"I SAY, mother, what do you think?"
Jack Bond burst in at the back door of their new home one Saturday with this exclamation, threw down his carpenter's basket of tools on the floor, and his cap in the air, in joyful excitement over the news he had to tell.
"What do you think, mother?" he repeated.
"Why, that I shall box your ears, big as you are, if you throw down your tools on my new oil cloth. Take 'em away," called Mrs. Bond, raising her voice above the hissing of the frying-pan, where she was cooking steak and onions for the dinner.
Jack slowly picked up the tool-basket, and put it into the cupboard under the stairs. "The kitchen do look nice," he said, as he stepped back and surveyed it, as though he had never seen it before.
"I should think it did," said his mother, turning from her pan for a moment to admire it again. "Quite as nice as anything them stuck-up friends of yours, the Winns, have got; and I mean to have a best parlour too," added Mrs. Bond.
"But Tom Winn and his mother and sister ain't stuck-up," said Jack, still lost in admiration of the kitchen floor. "I don't think their kitchen ever looked so spick and span nice as this does, but everything about 'em was somehow different from us and our things," he added, but still looking with admiration at the new floor-cloth.
Her son's appreciation of her smart kitchen pleased Mrs. Bond, and she turned from her steaming, hissing, frying-pan to join in his admiration of her handy-work.

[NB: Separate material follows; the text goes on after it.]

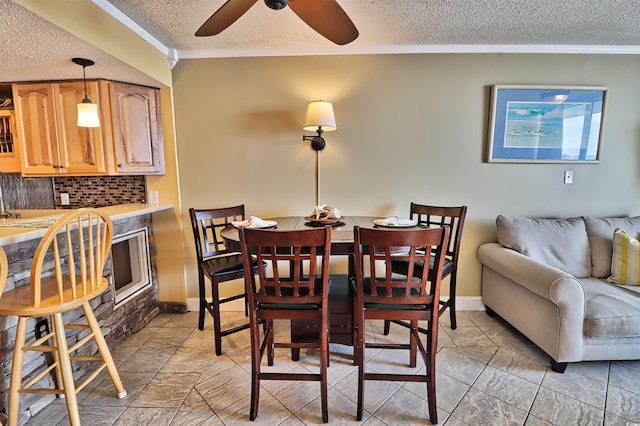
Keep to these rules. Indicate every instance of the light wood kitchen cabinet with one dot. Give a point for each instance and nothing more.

A change had come over the fortunes of the Bonds. Just before they left Sadler Street, a small legacy had been left them, and Jack's talk about Tom and Mrs. Winn, had given Mrs. Bond the notion that, when she got to her new home, she would turn over a new leaf, and have it neat and tidy—more like the home her son admired so much—for she was very fond of Jack, and felt half jealous of the Winns because he was so often talking about them.
So Jack's admiration, and his admission that her kitchen was now smarter than the Winns', was a gratification to her, and she was ready to hear what he had to say when he once more began.